United lashes FFA after three match ban upheld

Adelaide United have lashed the A-League’s “archaic” match review panel process after utility Iacopo La Rocca’s three-game suspension for violent conduct was upheld by Football Federation Australia’s independent disciplinary committee.

Feb 18, 2016, updated May 14, 2025
Iacopo La Rocca. Photo: David Mariuz, AAP.
Iacopo La Rocca. Photo: David Mariuz, AAP.

Chairman Greg Griffin said the decision reflected “but a small part of our general dissatisfaction with the MRP process”, which “does not go anywhere near meeting contemporary standards and expectations of the key parties – the players and the clubs”.

Griffin, a prominent Adelaide lawyer, this week told InDaily he hoped the appointment of District Court Judge Rauf Soulio to an appeals panel for banned supporters would herald a new era of “procedural fairness” throughout the FFA, “in terms of how it deals with all disputes”, and “not just in respect of the yobbo who lets off a flare or throws a bottle”.

But writing on the club’s website today, Griffin lamented the process by which La Rocca’s appeal was conducted.

“As it stands, a player is charged, given a very short period of time in which to file a written response and then his guilt or innocence is determined by three persons appointed by the FFA without the player or his employer, the Club, being given the right to be heard or to call valuable evidence,” he wrote.

“To exacerbate the clear denial of natural justice to the player… when he determines to appeal the outcome the rules prohibit the appeal body from dealing with the issue of guilt, but restricts the hearing to what is the appropriate match penalty…

“The concept of following relevant precedent, a cornerstone of Westminster law, has apparently been removed from any FFA constituted appeal tribunal.”

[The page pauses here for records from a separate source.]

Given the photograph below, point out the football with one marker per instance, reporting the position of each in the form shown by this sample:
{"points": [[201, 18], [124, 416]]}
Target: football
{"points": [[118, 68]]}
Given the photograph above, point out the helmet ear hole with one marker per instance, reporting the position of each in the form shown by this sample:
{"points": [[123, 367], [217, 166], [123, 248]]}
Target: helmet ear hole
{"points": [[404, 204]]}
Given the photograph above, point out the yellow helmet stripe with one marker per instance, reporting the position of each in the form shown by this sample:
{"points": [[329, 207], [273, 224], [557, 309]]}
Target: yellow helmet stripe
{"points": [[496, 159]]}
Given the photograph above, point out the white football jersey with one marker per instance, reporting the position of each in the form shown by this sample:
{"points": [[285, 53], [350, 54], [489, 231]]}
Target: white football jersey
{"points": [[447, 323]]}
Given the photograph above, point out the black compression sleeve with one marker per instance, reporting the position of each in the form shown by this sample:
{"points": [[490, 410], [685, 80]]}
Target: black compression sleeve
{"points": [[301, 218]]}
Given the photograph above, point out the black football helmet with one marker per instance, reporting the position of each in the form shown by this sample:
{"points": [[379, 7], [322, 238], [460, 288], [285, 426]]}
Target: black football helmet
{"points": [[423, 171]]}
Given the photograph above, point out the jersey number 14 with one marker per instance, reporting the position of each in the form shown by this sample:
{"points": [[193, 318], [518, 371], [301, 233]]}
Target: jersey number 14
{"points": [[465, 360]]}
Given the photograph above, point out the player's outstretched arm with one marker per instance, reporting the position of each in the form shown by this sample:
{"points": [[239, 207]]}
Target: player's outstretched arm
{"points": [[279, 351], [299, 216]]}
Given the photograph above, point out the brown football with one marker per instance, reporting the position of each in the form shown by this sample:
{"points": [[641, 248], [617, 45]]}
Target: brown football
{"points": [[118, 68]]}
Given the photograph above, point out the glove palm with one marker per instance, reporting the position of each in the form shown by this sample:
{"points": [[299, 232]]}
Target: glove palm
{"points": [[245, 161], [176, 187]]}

United will not appeal La Rocca’s ban, with Griffin arguing: “We are just wasting our time and resources in appealing.”

“La Rocca should never have been convicted in our view, let alone suspended for three weeks… other players who received much lower penalties for acts that were far more violent, deliberate, and caused harm to others must feel very fortunate,” Griffin wrote.

He said the club, “as it always does”, would accept the sanction, but would call for an “urgent” A-League chairmen’s meeting “to demand that these MRP Regulations be the subject of an immediate review”.

Stay informed, daily

“The yobbo in the crowd that throws a bottle or lets off a flare has now better rights of representation and natural justice before any FFA convened tribunal than does a player charged with an offence by the MRP or the club which has invested many millions of dollars in putting a team together to attempt to win the Hyundai A-League Championship,” he said.

The Reds had pushed La Rocca’s case to the committee via video link on Tuesday night for his stray elbow on Sydney FC striker Matt Simon during the 2-2 draw at Coopers Stadium on February 5, in a ground-level off-the-ball incident missed by the referee.

But the committee determined the Italian import must still serve the three-match sanction originally proposed last week by the A-League’s match review panel.